Shares of South Indian Bank are in news today after the lender reported its Q2 business updates. Also, the bank said Infomerics Ratings has assigned a 'Stable' outlook as it expects that the bank will continue to grow its business on the back of comfortable capitalisation and established presence while maintaining healthy asset quality and profitability.
Meanwhile, gross advances rose 13.07% on a yearly basis to Rs 84,741 crore. The lender reported a 8.62% growth in deposits at Rs 1.05 lakh crore in the September 2024 quarter compared to Rs 97,085 crore in the same period last year.
The stock closed 0.24% lower at 24.54 on Tuesday against the previous close of Rs 24.60 on BSE. Total 14.81 lakh shares of the firm changed hands amounting to a turnover of Rs 3.65 crore on BSE. Market cap of the bank stood at Rs 6420 crore on BSE.
South Indian Bank shares have a beta of 1.1, indicating very high volatility in a year.
The stock has gained lost 1.72% in a year but risen 181% in a span of two years.
CASA ratio in the last quarter fell 18 basis points to 31.85% from 32.03% in the year-ago quarter. A higher CASA ratio indicates a lower cost of funds since lenders do not usually give any interest on current account deposits and the interest on savings accounts is low.
In June 2024 quarter, South Indian Bank's gross advances rose 11.4% on a yearly basis to Rs 82,510 crore. The lender had also reported an 8.4% growth in deposits at Rs 1.04 lakh crore during the period.
Core net interest income in Q1 had grown by 7% to Rs 808 crore, on the back of an 11% growth in overall advances and 0.08% decline in the net interest margin at 3.26%. The net profit for the first quarter stood at Rs 294 crore, up 46% year on year.
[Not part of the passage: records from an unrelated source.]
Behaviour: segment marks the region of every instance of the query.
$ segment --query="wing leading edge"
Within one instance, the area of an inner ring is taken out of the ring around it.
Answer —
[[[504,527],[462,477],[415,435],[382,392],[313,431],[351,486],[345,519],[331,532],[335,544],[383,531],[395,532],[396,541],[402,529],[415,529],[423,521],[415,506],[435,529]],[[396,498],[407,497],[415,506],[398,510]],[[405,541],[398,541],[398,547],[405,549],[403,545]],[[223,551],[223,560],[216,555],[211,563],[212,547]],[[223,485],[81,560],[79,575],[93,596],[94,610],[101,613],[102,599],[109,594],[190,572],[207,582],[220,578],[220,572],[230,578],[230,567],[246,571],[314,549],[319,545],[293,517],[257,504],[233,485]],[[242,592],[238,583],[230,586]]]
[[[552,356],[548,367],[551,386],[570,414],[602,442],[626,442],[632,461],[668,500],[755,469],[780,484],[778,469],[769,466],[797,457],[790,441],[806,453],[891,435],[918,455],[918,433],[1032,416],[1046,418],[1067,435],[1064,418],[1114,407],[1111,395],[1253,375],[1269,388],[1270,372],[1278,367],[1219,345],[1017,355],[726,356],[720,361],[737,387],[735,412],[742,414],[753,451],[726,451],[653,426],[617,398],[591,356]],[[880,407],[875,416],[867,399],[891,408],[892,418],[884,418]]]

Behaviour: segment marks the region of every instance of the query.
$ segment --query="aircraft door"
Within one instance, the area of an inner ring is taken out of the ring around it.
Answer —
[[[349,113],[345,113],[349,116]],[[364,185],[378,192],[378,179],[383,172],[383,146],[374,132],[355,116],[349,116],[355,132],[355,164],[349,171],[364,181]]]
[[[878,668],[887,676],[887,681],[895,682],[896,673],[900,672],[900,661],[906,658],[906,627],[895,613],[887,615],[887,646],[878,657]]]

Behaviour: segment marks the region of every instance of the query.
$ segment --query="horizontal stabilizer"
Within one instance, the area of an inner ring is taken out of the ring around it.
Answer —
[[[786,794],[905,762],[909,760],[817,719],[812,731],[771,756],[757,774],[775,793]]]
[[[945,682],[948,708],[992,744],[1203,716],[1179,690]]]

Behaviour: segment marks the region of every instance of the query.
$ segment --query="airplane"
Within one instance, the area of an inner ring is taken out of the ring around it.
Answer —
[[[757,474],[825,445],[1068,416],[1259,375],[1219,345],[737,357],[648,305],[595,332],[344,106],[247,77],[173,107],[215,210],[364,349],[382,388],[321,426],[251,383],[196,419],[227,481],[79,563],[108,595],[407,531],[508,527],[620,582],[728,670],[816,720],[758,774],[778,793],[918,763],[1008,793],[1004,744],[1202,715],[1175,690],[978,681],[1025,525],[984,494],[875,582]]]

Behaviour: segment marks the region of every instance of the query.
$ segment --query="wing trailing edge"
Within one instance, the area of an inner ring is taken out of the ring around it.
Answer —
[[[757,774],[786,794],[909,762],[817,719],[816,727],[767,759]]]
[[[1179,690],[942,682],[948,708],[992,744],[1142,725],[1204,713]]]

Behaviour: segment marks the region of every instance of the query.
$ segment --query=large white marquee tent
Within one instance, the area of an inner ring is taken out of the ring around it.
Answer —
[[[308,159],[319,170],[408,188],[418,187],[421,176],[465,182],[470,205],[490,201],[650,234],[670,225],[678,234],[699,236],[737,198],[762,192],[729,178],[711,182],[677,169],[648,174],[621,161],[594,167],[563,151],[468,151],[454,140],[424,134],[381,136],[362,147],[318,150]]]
Other income climbed 16.8% to Rs 422 crore. On the asset quality front, the proportion of gross non-performing assets in the June quarter stood at 4.5%, lower as compared to 5.13% in the year-ago period.
Infomerics ratings has assigned “Issuer ratings” as it derives comfort from sustained improvement in the earnings profile of the bank, granular and diversified loan book, comfortable capitalisation and moderate resource profile. However, the ratings are constrained by average, albeit improving asset quality and regionally concentrated operations.